16年一緒に暮らしてきたと言っても、血の繋がらない私の
たった半年間の高校生活のために、自分の職場からは遠い場所にある
私の通う学校の近くにアパートを借りてくれる、という父の申し出には、
本当は感謝しなければいけないとこなのだろうけど、当時の私にはそんな余裕などなかった。

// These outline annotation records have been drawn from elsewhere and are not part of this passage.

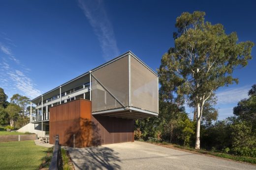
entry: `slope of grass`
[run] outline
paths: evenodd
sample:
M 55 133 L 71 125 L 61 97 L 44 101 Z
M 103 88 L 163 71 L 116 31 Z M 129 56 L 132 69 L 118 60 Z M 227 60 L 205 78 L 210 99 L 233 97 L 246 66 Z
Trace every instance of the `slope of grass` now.
M 33 141 L 0 143 L 0 169 L 38 170 L 48 148 Z
M 7 132 L 4 127 L 0 126 L 0 135 L 26 135 L 23 133 L 16 132 Z

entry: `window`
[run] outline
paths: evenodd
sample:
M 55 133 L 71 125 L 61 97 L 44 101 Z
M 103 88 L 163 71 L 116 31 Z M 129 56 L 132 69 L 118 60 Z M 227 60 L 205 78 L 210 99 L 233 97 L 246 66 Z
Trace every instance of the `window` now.
M 76 99 L 83 99 L 83 98 L 84 98 L 84 94 L 78 95 L 75 96 Z
M 82 88 L 84 88 L 84 85 L 80 85 L 75 87 L 74 88 L 74 90 L 75 90 L 75 91 L 76 91 L 79 90 L 80 90 L 80 89 L 81 89 Z
M 66 95 L 67 95 L 68 94 L 70 94 L 74 92 L 74 88 L 72 88 L 70 90 L 68 90 L 67 91 L 66 91 Z
M 58 102 L 53 104 L 53 106 L 55 106 L 57 105 L 58 105 Z
M 90 91 L 87 92 L 85 94 L 85 99 L 90 100 Z
M 85 84 L 85 88 L 90 87 L 90 82 L 87 82 Z
M 52 100 L 56 100 L 56 99 L 58 99 L 58 96 L 58 96 L 58 95 L 53 96 L 53 97 L 52 97 Z

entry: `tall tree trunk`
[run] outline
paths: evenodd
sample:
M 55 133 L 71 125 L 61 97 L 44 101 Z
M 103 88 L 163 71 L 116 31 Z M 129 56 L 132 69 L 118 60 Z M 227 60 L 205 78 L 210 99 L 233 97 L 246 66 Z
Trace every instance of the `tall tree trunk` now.
M 14 125 L 14 121 L 13 119 L 11 118 L 10 119 L 10 126 L 13 127 Z
M 196 136 L 195 137 L 195 149 L 200 149 L 200 124 L 201 116 L 200 116 L 200 105 L 198 104 L 196 106 L 197 114 L 196 116 Z
M 196 120 L 196 107 L 194 108 L 194 116 L 193 117 L 193 121 L 195 121 Z

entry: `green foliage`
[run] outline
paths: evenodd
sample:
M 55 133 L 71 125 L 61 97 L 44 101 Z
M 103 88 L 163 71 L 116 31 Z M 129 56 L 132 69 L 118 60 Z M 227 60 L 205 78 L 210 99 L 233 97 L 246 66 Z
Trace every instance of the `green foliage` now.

たった半年なのに、家を売るのを待てない父に腹を立て、
「そうしてもらう(父にアパートを借りてもらう)しかない」
と簡単に言ってしまう母にもイライラした。


そして母との電話を切って1時間もたたないうちに、更に私を
追いつめる電話がかかってきた。


それは父の職場の人(雇主と言えばいいのだろうか?)。

「○○ちゃん(父のあだ名)はマキを小さいころから育ててるから、本当の娘と同じやと思ってる。それはおっちゃん(職場の人)も同じ気持ち。あと少しで高校卒業やから、マキはそれまでおっちゃんとこに来ないか?」

ゾッとした。

家庭を顧みずに休日に釣りやスキーに没頭し、母をイライラさせ続けたのは確かに父だが、
その釣りやスキーに、休日のたびに誘っては家族との時間を引き裂いていたのはこの人なのだ。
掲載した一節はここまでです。